Beklediğim olmuyor, neden su içmediklerini sormuyor çünkü daha öncelikli bir soru var kafasında ama işin kötüsü bu da 4 yaşında bir çocuğa nasıl anlatılır bilemiyorum: “Alman ne demek?”
Nasıl anlatsam, nerden başlasam:
"Onlar daha uzak bi yerde oturuyolar, o kadar uzak ki uçakla gidiliyor- ve almanca konuşuyorlar. Sen okulda İngilizce öğreniyosun, biz Türkçe konuşuyoruz ya onlar da Almanca konuşuyorlar.” Şimdi benim favori sorum geliyor :-)
“Niye Türkçe konuşmuyolar, o daha kolay?”

”Ardacım onun annesi, babası, arkadaşları hepsi Almanca konuşuyor, o hiç Türkçe duymamış onun için almanca ona daha kolay geliyor” diyorum.

Düşünüyor, belli ki aklına yatıyor. ”Almanya çook mu uzak? Arabayla gidilmez mi?”

”Evet Ardacım, çok uzak, otobüslerin oraya gitmesi için çok benzin alması lazım, oraya otobüsle gitsen 3 gün sürer. Hatırlıyo musun dedenler, çağdaş dayın mesela oraya gidiyolar ya bazen. Oraya gittikleri zaman uçağa binip öyle gidiyolar. ”

Burda modu tamamen değişiyor, herşeyi biliyomuş da ben gereksiz bir bilgi vermişim gibi ”BİLİYORUM ZATEN! MÜŞTERİ ARAMAYA GİDİYOLAR.”

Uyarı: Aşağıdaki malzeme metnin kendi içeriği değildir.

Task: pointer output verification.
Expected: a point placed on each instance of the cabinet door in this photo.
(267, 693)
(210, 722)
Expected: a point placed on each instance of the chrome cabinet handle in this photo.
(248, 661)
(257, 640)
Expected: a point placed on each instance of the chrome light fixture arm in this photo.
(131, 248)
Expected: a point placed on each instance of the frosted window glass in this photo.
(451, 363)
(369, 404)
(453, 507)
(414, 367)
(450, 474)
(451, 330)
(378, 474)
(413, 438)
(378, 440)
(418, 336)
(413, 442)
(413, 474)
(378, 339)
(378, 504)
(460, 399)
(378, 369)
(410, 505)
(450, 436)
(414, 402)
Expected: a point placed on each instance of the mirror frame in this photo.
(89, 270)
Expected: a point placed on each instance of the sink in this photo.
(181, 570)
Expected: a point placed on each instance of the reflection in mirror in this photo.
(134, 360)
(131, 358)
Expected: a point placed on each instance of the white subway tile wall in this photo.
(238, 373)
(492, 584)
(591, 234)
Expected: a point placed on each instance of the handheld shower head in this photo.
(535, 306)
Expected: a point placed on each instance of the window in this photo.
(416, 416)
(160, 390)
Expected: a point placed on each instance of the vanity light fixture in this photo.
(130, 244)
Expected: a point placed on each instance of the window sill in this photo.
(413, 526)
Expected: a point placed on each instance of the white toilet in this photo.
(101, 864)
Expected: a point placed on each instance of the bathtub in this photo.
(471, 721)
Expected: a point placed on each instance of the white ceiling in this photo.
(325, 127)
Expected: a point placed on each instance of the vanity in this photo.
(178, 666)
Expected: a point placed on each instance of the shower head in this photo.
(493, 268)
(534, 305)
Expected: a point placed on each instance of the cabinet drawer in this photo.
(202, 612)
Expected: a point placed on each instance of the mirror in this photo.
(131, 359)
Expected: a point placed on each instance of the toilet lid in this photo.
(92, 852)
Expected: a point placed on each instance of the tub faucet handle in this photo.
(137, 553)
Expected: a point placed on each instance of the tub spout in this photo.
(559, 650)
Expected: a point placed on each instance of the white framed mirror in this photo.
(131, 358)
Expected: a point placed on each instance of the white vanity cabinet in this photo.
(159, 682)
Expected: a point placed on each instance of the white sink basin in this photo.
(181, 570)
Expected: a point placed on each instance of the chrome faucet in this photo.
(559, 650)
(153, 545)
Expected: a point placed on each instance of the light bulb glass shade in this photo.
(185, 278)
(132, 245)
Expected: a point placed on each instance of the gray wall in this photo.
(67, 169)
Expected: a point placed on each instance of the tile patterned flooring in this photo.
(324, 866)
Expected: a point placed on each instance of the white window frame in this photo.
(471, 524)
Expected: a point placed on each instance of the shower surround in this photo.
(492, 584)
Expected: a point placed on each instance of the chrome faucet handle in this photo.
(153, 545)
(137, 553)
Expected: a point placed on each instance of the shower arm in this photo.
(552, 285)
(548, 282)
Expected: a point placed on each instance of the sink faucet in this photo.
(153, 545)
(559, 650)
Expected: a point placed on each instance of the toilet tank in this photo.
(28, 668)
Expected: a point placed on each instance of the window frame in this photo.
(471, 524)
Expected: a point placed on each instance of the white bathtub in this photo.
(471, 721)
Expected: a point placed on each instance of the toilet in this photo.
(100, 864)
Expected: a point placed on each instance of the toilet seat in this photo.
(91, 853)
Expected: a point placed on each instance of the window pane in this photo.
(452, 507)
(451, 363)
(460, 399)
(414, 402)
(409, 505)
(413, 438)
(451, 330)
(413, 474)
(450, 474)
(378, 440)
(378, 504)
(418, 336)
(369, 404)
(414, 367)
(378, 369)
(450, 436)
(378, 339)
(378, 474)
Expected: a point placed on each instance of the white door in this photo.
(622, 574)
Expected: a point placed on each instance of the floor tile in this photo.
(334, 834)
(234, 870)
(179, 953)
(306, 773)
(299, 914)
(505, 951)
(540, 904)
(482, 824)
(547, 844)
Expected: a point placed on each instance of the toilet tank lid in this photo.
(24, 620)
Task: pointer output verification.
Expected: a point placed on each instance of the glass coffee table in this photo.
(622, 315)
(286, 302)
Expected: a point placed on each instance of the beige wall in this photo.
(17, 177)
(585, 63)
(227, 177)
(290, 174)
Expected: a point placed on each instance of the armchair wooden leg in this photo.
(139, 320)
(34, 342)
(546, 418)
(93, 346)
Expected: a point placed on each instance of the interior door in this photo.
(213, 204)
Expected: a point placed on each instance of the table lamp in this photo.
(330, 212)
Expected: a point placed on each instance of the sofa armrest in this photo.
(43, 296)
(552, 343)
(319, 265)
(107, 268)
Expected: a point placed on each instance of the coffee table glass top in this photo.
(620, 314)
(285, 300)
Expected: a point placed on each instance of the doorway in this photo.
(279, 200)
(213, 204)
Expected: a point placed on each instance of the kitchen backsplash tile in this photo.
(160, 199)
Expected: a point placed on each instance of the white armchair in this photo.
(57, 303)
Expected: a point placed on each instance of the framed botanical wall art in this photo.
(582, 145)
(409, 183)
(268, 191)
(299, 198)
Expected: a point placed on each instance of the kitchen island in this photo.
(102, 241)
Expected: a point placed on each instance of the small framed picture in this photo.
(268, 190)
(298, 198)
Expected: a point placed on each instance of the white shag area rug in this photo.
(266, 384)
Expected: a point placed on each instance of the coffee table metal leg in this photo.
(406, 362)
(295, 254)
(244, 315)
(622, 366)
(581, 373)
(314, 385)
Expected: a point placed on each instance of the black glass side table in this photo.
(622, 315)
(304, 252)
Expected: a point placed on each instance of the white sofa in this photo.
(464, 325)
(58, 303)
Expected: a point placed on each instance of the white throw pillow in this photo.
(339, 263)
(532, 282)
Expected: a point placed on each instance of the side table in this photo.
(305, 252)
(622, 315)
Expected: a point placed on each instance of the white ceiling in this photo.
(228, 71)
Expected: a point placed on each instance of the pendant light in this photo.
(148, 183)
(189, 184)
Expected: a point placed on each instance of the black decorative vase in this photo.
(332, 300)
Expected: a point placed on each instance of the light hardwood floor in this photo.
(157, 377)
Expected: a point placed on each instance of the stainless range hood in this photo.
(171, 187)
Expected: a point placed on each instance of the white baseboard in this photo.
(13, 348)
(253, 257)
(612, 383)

Burda artık kopuyoruz. Bu doğru, babam ve kardeşim her sene Almanya’ya fuar için gidiyorlar. Bunu anneannesi söylemiş çok eskiden, dedesinin nereye gittiğini açıklamak için.

Ona anlattığımız bunca şey aslında kafasındaki bir puzzle’ın parçalarını tamamlıyor. İşte bu yüzden yatmadan önce susadım, çişim geldi, kitap okuyalım, masal anlat, susadım cycle'ını 3 kez tekrarlasa, günde 100 kere anne dese ve bunların her biri bir soruya karşılık gelse de bütün hepsine değiyor.




(Bodrum Kızılagac-Sea Garden)

4 Eylül 2007 Salı

Bodrum Gümüşlük


Karaincir dönüşü Gümüşlük'e uğradık. Kocaman bi balık yedim. Garson abi beni yanına almak istedi ama kabul etmedim.
Dedem de yolda 'Bodrumdan ev alalım' dedi ama nası gelelim, orası çook uzak. Ben de ona 'sen burda otur biz annanemle tavşancılda kalırız' dedim.
Yemekten sonra da bize çiçekli bi tepside kırmızı mumlarla kahve getirdiler.

Bodrum Kalesi İnşaatı

Arkadaşlarımla Bodrum Karaincir'de Bodrum kalesini inşa ettik.

Biz bunları yaparken dedem gene yaramazlık yapmış, birsürü dikenli meyva yemiş. Dikkat etmiyo, şekeri çoğalıcak.